Ähre meistens nicht besonders dichtblütig, nur (2) 4-6 (14) Blüten, öfter m.o.w. einseitswendig; kurz, ein Sechstel bis ein Viertel (Drittel) des Stängels einnehmend
Spindel im Bereich des Blütenstandes kurz und teils dichter behaart, durch obligate Autogamie nahezu 100% Fruchtansatz


Fruchtknoten und Stiel:

Stielchen lückig und schwach behaart, grün bis bronzefarben, teils etwas violett
Tragblätter:

lanzettlich, auch die unteren meist kürzer als die Blüten, die oberen sehr kurz; m.o.w. waagrecht abstehend


Blüten:

sehr klein, variabel, grünlich, Rottöne fehlen meist; fast waagrecht ausgerichtet bis deutlich hängend (v.a. bei Trockenheit); meist kleistogam, seltener glockig geöffnet, Blütenblätter von außen an der Basis gelblicher als der Fruchtknoten
Bestäubung autogam

Sepalen:

7–8 x 1,7 mm, das mittlere etwas kleiner, länglich oval bis oval, grün, außen an der Basis etwas heller als der Fruchtknoten, seitliche Sepalen in der basalen Hälfte verbreitert

Petalen:

etwas kleiner, breit eiförmig, spitz, etwa 6 x 3,9 mm, oft ein wenig heller als die Sepalen, blass gelbgrün, gelegentlich an der Basis leicht rosa

Hypochil:

oval bis länglich oval, tief, 3–4 x 2,5 mm, außen weißlich, innen hellbraun, kaum Nektar führend
Durchgang zwischen Hypo- und Epichil: oft eng, teils schlüssellochförmig; mit breitem Kragen, der sich teils weit nach hinten das Hypochil entlang ziehen kann

Epichil/Kalli:

meist dreieckig, oft so lang wie breit und gleichmäßig nach unten gebogen, ca. 2,5 x 2,5 mm; weiß mit leicht rosa angehauchtem, dreiteiligem, wenig auffälligem Kallus

Gynostemium:

Klinandrium und Rostellum in der Regel voll entwickelt, kleines Viscidium anfangs vorhanden aber fast immer funktionsunfähig; Anthere sehr kurz gestielt, oft sitzend
Pollinien anfangs kompakt, schnell krümelig werdend
Narbe weist schräg nach unten, manchmal fast dreieckig
Pflanzen mit „muelleri-Säule“ kommen selten vor.


Blütezeit:

sehr kurz;
(M) E 7 (– A8)

Variabilität:
Epipactis majellensis variiert in der Blüte relativ stark.
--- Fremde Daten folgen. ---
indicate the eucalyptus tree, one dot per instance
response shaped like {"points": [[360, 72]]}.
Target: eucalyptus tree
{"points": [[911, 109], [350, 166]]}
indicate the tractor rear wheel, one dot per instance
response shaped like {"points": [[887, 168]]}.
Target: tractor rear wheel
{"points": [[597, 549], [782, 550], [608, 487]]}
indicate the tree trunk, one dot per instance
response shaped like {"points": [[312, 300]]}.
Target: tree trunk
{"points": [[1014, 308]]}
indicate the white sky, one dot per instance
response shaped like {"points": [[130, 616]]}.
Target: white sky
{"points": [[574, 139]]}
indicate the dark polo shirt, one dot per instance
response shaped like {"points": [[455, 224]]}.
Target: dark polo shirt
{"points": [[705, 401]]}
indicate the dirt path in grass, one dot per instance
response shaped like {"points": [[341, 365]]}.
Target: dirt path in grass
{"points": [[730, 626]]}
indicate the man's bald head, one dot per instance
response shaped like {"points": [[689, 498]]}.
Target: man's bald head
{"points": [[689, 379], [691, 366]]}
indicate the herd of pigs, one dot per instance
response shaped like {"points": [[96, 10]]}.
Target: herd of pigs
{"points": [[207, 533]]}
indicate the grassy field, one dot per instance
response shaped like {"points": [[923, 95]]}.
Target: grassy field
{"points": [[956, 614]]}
Dies betrifft die Epichilform, den Durchgang und sogar den Säulenbau.
Verwechslungsmöglichkeiten:
Durch ihren zierlichen, dünnstängeligen Habitus mit den meist kleistogamen Blüten ist sie kaum zu verwechseln. Allerdings kommen im Gebiet auch relativ zierliche Ep. helleborine-Typen und eine noch ungeklärte, ähnliche allogame Sippe vor. Hinsichtlich des Habitus ist Ep. pontica am ähnlichsten, die jedoch etwas kräftiger ist und völlig andere Blüten besitzt. Auch Ep. sanguinea und Ep. cordigera können ähnlich sein, blühen aber gewöhnlich nicht kleistogam, haben anders gefärbte und abweichende Blüten mit schmäleren Blütenblättern. Die schräg liegende Säule ist in allen anderen genannten Arten nicht vorhanden.
Verbreitung

Gebiet:

Die Sippe wurde bisher nur auf der Ost- und Nordseite der Majella gefunden. Hier dürfte sie allerdings noch weiter verbreitet sein, da sie sehr leicht zu übersehen ist.

Höhe:

1050 - 1175 m


Abb. 4
Italien, Chieti, Pretorio, L. typ., 29.07.2018
Foto: HP

Stand 2020
Verbreitungsgebiet
Kartenquelle: www.mygeo.info
Standort

Boden:

basisch, auf steinigen, humusreichen Böden

Exposition:

hauptsächlich nordexponiert, gern in Verebnungen

Biotoptyp:

Die Art besiedelt Buchenwälder mit ausreichendem Niederschlag. Sie bevorzugt krautarme, lichte Bereiche, kommt aber auch zwischen niedrigen Kräutern vor.

Besonderheiten
Sterile Pflanzen sind für eine autogame Art auffallend häufig. Der Prozentsatz dürfte bei nahe 10% liegen. Bei Trockenheit öffnen sich die Blüten an Stellen mit wenig Restfeuchtigkeit im Boden gar nicht, werden aber befruchtet (Autogamie). Auch in feuchten Jahren sind nur einzelne Blüten glockig geöffnet.

Problematik
In der Majella gibt es sehr ähnlich aussehende allogame Pflanzen, die allerdings allogam sind und etwas später blühen. Ob sie zu dieser Art zu ziehen sind, ist noch nicht geklärt.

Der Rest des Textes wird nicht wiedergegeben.